Most of the clinical trials using idebenone for different health conditions reported no side effects.
However, in one study on 83 Alzheimer’s patients, some of them experienced [R]:
- Loose stools
- Attention disturbances
- High blood pressure
- Upset digestion
- Discoloration of the urine
Idebenone is primarily available in the form of capsules, most commonly 150-mg capsules. It is not found in pharmacies but can be ordered online
Idebenone is available as an anti-wrinkle cream, usually containing 0.5% or 1.0% idebenone.
Remember that idebenone is not approved for any conditions and its safety profile is insufficiently investigated.
There is no safe dosage for idebenone, since it is an unapproved new drug that poses a significant safety risk.
Below is a summary of the dosages used in scientific research, outlined for informational purposes. We highly advise against the use of idebenone.
One study showed that idebenone is well-tolerated in single oral doses of 1,050 mg and daily dosages up to 2,250 mg [R].
Websites selling idebenone recommend using dosages of 90-120 mg/day. The doses used in the studies discussed in this article were usually 150 mg or higher [R].

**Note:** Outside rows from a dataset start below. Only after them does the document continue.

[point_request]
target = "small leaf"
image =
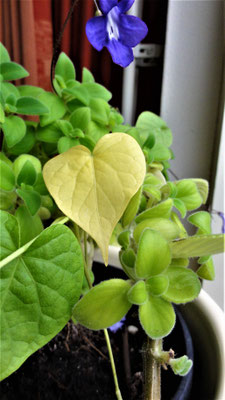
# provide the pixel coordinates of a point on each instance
(94, 189)
(65, 68)
(157, 317)
(31, 198)
(12, 71)
(87, 75)
(30, 106)
(104, 305)
(157, 285)
(153, 254)
(197, 246)
(7, 181)
(162, 210)
(56, 107)
(137, 294)
(184, 285)
(168, 229)
(26, 220)
(14, 129)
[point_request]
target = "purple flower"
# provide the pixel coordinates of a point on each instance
(116, 30)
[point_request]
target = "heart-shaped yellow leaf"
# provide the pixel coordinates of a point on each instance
(94, 189)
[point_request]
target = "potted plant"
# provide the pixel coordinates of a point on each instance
(77, 178)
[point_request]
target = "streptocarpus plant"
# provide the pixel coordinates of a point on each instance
(67, 182)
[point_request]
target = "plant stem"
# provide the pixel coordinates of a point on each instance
(118, 393)
(86, 271)
(152, 370)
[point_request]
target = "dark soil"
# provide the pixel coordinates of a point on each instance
(75, 365)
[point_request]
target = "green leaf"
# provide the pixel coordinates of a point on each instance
(65, 68)
(168, 229)
(97, 91)
(157, 317)
(26, 220)
(87, 75)
(201, 220)
(157, 285)
(104, 305)
(56, 107)
(14, 129)
(132, 208)
(206, 270)
(49, 134)
(99, 111)
(197, 246)
(30, 106)
(80, 118)
(29, 91)
(149, 123)
(4, 55)
(39, 290)
(31, 198)
(65, 143)
(187, 192)
(162, 210)
(12, 71)
(7, 181)
(137, 294)
(153, 255)
(184, 285)
(27, 174)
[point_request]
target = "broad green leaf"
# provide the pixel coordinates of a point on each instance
(184, 285)
(80, 118)
(95, 90)
(56, 107)
(25, 220)
(157, 285)
(87, 75)
(201, 220)
(49, 134)
(203, 188)
(99, 111)
(187, 192)
(38, 290)
(95, 189)
(7, 177)
(27, 174)
(4, 55)
(197, 246)
(153, 254)
(30, 91)
(65, 143)
(31, 198)
(104, 305)
(206, 270)
(162, 210)
(30, 106)
(132, 208)
(25, 145)
(168, 229)
(65, 68)
(14, 129)
(148, 123)
(157, 317)
(137, 294)
(12, 71)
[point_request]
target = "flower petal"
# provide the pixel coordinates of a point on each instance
(96, 32)
(107, 5)
(125, 5)
(132, 30)
(121, 54)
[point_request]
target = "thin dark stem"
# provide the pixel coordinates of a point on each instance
(58, 40)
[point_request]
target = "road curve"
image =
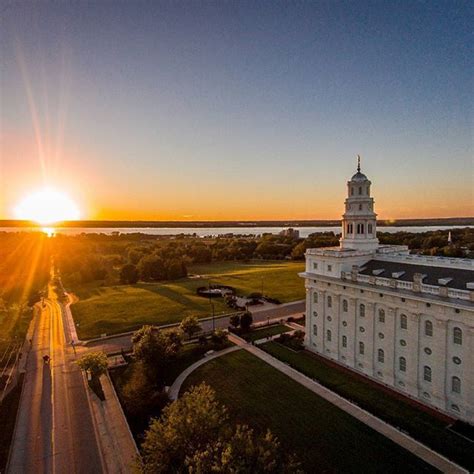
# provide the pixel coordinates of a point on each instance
(54, 431)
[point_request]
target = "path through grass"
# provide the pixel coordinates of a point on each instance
(324, 438)
(114, 309)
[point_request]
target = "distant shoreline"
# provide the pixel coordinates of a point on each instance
(457, 221)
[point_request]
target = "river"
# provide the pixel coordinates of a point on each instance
(214, 231)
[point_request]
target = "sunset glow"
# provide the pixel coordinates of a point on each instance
(47, 206)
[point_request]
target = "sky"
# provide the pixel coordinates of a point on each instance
(237, 110)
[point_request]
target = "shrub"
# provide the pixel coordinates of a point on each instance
(219, 337)
(246, 321)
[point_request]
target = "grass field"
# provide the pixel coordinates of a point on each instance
(324, 438)
(387, 406)
(189, 354)
(266, 332)
(114, 309)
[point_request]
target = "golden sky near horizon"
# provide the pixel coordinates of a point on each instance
(131, 194)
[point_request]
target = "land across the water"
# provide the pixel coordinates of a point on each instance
(213, 229)
(442, 221)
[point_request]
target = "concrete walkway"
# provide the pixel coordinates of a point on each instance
(118, 447)
(173, 392)
(423, 452)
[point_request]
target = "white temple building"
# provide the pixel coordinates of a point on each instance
(404, 320)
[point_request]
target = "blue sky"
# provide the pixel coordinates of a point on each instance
(238, 110)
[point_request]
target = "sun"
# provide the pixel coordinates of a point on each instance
(47, 206)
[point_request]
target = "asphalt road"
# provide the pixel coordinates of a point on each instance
(54, 431)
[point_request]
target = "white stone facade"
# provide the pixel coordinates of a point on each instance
(415, 337)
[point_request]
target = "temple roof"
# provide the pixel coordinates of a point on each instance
(437, 276)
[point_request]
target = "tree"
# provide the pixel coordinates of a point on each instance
(155, 348)
(95, 363)
(190, 326)
(242, 451)
(186, 426)
(176, 269)
(219, 337)
(129, 274)
(193, 435)
(246, 321)
(234, 320)
(140, 397)
(151, 267)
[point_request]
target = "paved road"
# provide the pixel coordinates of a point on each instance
(115, 344)
(54, 431)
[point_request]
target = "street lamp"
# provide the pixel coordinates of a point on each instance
(212, 307)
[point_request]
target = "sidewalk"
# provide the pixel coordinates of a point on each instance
(173, 391)
(118, 447)
(423, 452)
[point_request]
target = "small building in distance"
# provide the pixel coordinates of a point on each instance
(403, 320)
(293, 233)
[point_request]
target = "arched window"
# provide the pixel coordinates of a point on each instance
(456, 384)
(403, 321)
(457, 336)
(428, 328)
(427, 373)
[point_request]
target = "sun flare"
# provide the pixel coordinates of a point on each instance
(47, 206)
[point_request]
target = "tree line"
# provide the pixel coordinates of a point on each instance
(139, 257)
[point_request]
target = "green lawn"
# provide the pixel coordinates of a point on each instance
(324, 438)
(387, 406)
(266, 332)
(114, 309)
(188, 354)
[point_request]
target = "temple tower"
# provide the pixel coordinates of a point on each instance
(359, 221)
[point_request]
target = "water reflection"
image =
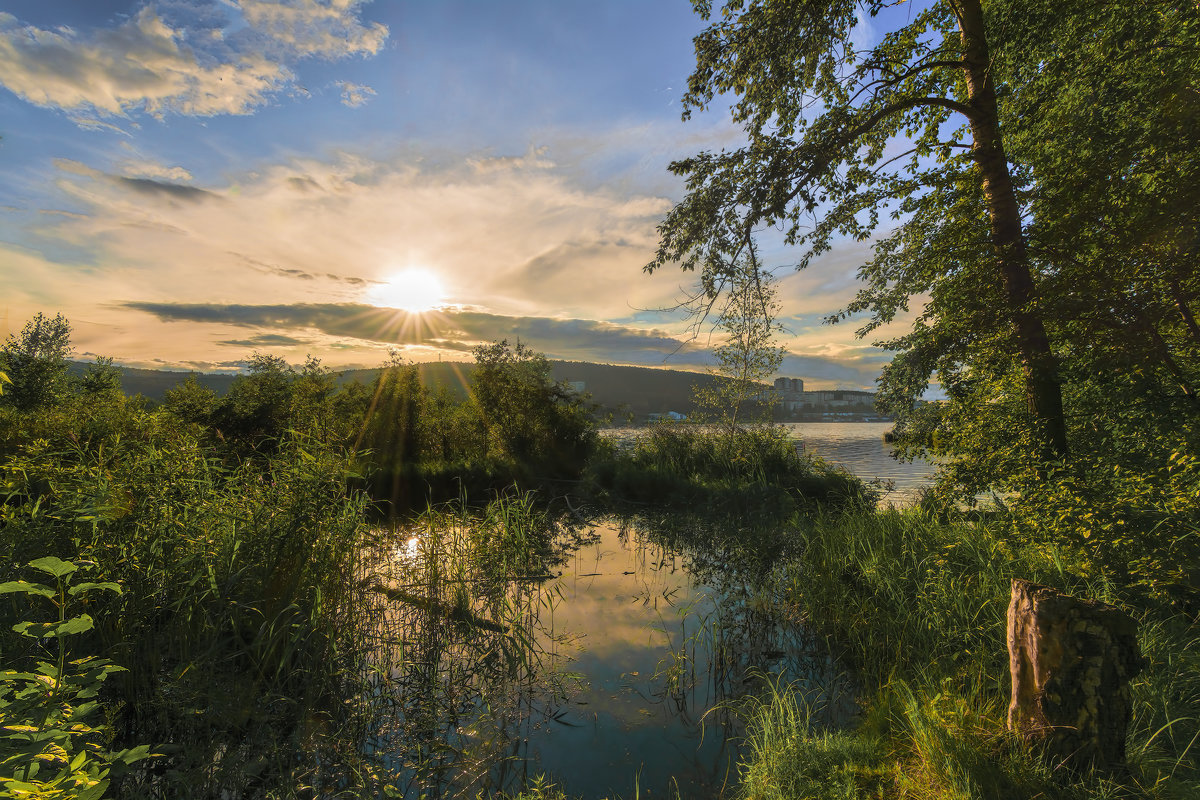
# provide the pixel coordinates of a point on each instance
(859, 447)
(616, 674)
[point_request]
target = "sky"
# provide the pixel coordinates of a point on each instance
(192, 181)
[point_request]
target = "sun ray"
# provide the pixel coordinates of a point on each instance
(415, 290)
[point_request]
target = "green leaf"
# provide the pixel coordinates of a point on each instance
(53, 566)
(88, 587)
(27, 588)
(54, 630)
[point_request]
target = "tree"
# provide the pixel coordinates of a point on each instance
(258, 407)
(101, 379)
(529, 417)
(36, 362)
(748, 354)
(191, 401)
(823, 120)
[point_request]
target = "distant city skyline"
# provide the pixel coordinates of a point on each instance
(192, 181)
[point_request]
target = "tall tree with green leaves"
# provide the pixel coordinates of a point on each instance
(748, 354)
(838, 136)
(36, 362)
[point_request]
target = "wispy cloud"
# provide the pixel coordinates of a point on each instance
(150, 65)
(353, 94)
(329, 29)
(141, 65)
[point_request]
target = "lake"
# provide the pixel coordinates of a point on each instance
(634, 650)
(859, 447)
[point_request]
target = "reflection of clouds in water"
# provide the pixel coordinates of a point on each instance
(618, 617)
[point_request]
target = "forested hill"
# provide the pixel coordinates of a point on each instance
(641, 390)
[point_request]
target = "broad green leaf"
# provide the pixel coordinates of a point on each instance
(53, 566)
(88, 587)
(27, 588)
(54, 630)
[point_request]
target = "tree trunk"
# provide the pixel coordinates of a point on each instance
(1071, 662)
(1042, 386)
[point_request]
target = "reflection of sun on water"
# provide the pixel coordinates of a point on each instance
(414, 290)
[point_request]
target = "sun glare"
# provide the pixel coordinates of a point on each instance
(413, 290)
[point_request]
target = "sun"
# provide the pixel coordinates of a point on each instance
(414, 290)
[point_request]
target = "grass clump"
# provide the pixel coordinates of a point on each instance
(917, 607)
(730, 465)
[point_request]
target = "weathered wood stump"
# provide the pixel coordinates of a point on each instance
(1071, 662)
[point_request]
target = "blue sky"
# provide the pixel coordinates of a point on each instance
(193, 180)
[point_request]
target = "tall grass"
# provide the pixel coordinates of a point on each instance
(917, 606)
(460, 587)
(742, 467)
(238, 619)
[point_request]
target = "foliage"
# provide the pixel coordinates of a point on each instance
(101, 380)
(918, 606)
(748, 355)
(49, 747)
(36, 362)
(239, 619)
(739, 468)
(528, 416)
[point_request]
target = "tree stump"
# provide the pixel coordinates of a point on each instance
(1071, 661)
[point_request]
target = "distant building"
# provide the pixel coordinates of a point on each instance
(792, 398)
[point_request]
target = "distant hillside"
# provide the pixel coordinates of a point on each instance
(637, 390)
(155, 383)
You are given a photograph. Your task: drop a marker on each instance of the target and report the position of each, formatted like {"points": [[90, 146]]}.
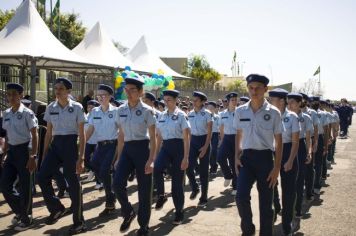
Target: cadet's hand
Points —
{"points": [[202, 151], [272, 177], [238, 164], [185, 163], [3, 160], [149, 167], [288, 166], [80, 166], [309, 158], [31, 164]]}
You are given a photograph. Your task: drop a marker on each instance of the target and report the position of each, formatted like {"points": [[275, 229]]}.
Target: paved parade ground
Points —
{"points": [[333, 214]]}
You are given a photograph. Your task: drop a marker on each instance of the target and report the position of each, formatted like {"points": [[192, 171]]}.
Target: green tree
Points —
{"points": [[204, 75], [5, 17], [72, 30], [238, 86]]}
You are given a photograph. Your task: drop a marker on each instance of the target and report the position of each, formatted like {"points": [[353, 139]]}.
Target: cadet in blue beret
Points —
{"points": [[226, 153], [65, 122], [21, 126], [136, 151], [150, 99], [213, 108], [104, 123], [259, 134], [201, 122], [289, 165], [243, 100], [173, 132], [305, 146]]}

Studies on idebenone are generally limited since this drug is not approved by the FDA. Most clinical trials testing the efficacy of idebenone had small sample sizes with small dosages, while other research was done in rats or cells. There is not enough research to confirm idebenone as a treatment for any of the above conditions [R].
The opinions expressed in this section are solely those of idebenone users, who may or may not have medical or scientific training. Their reviews do not represent the opinions of SelfHacked. SelfHacked does not endorse any specific product, service, or treatment.
Do not consider user experiences as medical advice. Never delay or disregard seeking professional medical advice from your doctor or other qualified healthcare providers because of something you have read on SelfHacked. We understand that reading individual, real-life experiences can be a helpful resource, but it is never a substitute for professional medical advice, diagnosis, or treatment from a qualified healthcare provider.
One user was disappointed with the strength of the product and therefore, didn’t think it was worth the price.
Another user reported that the idebenone face cream produced noticeable results (fuller cheeks and a youthful appearance) within 6-8 weeks and even as quickly as 2 days.
However, another user found the cream too heavy and didn’t notice any improvement in her wrinkles.